Residence marriage and police check

What is a residence marriage?

Ada is a Polish citizen and married to Ahmed, an Iranian citizen. Both want to live together in Austria and therefore apply for the necessary documents from the immigration authority responsible for their place of residence. For Ada this is a registration certificate and for her spouse, who is a third-country national, a residence card must be applied for. A few days after the application is submitted, the police knock on Ada and Ahmed’s door and want to have a look round the flat to see if Ada and Ahmed are actually living there together. Is this legally permissible?

In general, spouses or registered partners of Austrian citizens or EEA citizens authorised to reside in Austria under EU law also have the right of residence in Austria and the competent authorities are obliged to issue a residence permit. However, it can happen that after the application for a residence title has been submitted to the immigration authorities, the suspicion arises that the marriage only exists to obtain a residence title for the third country national. A residence marriage means that the two spouses or partners are not living together as a family. If this is the case, no residence permit may be issued and criminal proceedings must be initiated against both spouses. But how can the immigration authorities determine whether or not a marriage of residence actually exists?

Police investigations and house searches on suspicion of a marriage of residence

If the immigration authorities suspect that a marriage of residence or a partnership of residence may exist in a particular case, they must inform the police. The police are then obliged to carry out investigations into this suspicion.

In the course of these enquiries, the police are obliged to determine whether there are in fact indications that the marriage is a marriage of residence. The first stop for the responsible officers often leads to the address given as the marital home and the officers “ask” to be allowed to look round the flat. Do you have to let the police into your home in such a case?

In principle, the police may only search your home with a court authorisation. The only exception is in the case of imminent danger. If there is – often only a vague – suspicion of the existence of a marital relationship, there is usually no imminent danger and a house search is not permitted without a court order.

However, as soon as the police are voluntarily allowed into the home, these provisions no longer apply and the police can subsequently utilise all the results of their investigations, even if this is to the disadvantage of the people living in the home.
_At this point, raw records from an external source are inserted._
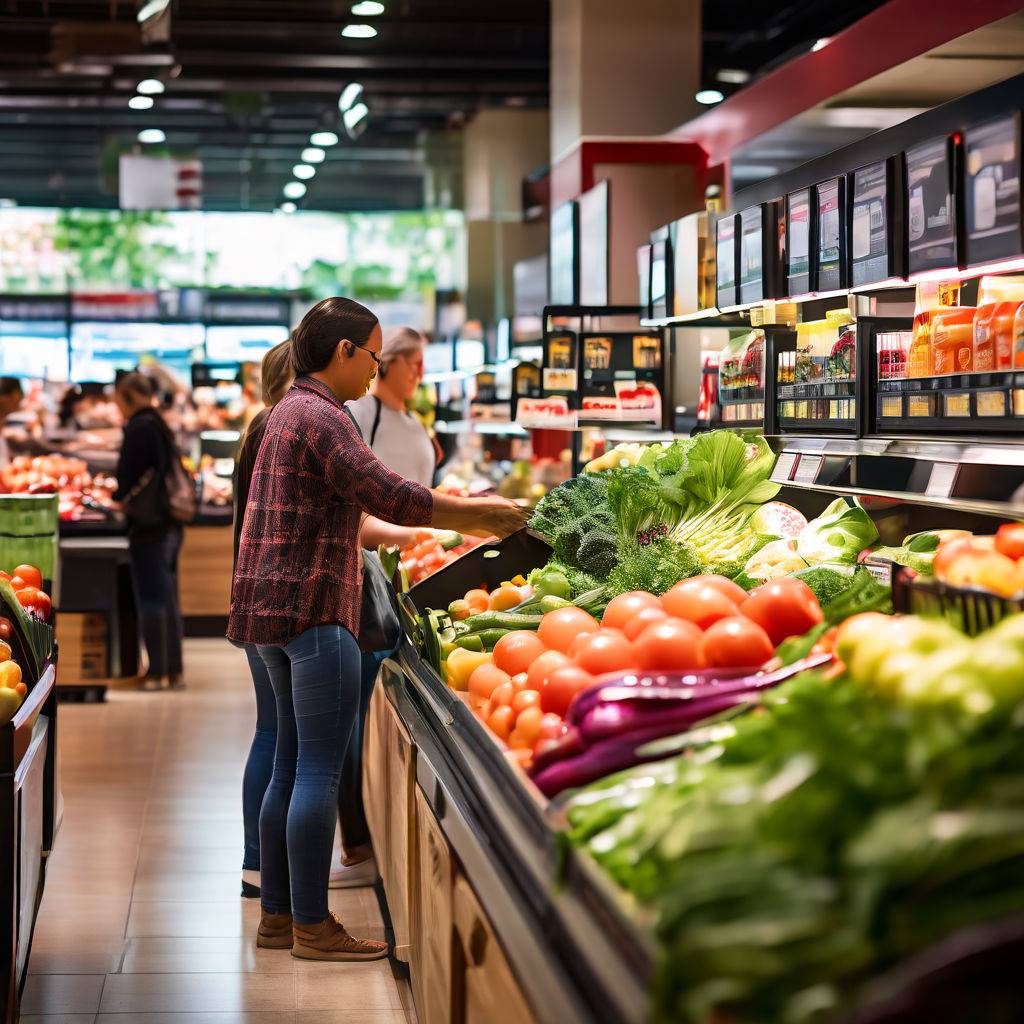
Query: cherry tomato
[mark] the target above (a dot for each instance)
(783, 607)
(558, 629)
(606, 650)
(723, 585)
(1009, 540)
(735, 643)
(701, 605)
(31, 576)
(501, 721)
(524, 699)
(623, 609)
(484, 680)
(669, 645)
(516, 651)
(562, 685)
(642, 620)
(543, 667)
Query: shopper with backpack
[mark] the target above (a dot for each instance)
(158, 498)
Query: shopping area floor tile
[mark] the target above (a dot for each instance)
(61, 993)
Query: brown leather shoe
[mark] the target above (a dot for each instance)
(329, 941)
(274, 931)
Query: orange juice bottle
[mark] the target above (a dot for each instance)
(952, 341)
(997, 301)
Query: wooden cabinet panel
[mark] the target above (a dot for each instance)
(484, 989)
(430, 912)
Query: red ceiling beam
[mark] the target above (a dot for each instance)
(893, 34)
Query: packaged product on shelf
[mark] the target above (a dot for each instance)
(952, 341)
(993, 322)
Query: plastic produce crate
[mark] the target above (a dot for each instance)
(969, 608)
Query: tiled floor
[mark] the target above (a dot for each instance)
(141, 922)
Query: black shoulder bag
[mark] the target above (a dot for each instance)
(379, 625)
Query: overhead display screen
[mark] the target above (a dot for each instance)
(751, 255)
(931, 210)
(832, 244)
(798, 242)
(726, 260)
(992, 159)
(869, 230)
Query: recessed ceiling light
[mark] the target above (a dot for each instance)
(356, 31)
(354, 115)
(349, 94)
(324, 138)
(733, 76)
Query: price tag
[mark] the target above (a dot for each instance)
(782, 472)
(807, 468)
(940, 483)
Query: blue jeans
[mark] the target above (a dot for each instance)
(315, 680)
(259, 766)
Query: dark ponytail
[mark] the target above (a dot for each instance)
(330, 322)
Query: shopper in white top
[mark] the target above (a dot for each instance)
(397, 437)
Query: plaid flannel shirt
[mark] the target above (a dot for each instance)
(299, 560)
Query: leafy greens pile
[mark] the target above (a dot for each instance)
(795, 854)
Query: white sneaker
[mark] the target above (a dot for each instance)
(353, 876)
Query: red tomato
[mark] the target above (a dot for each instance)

Proof of joint family life

As Ada and Ahmed lead a happy family life, as indicated by the numerous photos they have taken together and put on the walls of their flat, their clothes and the double bed in their flat, Ada lets the police into her flat, where they have a look around and subsequently stop their investigation on suspicion of a marital relationship between Ada and Ahmed. As a result, both of them are granted the residence documents they applied for by the immigration authorities.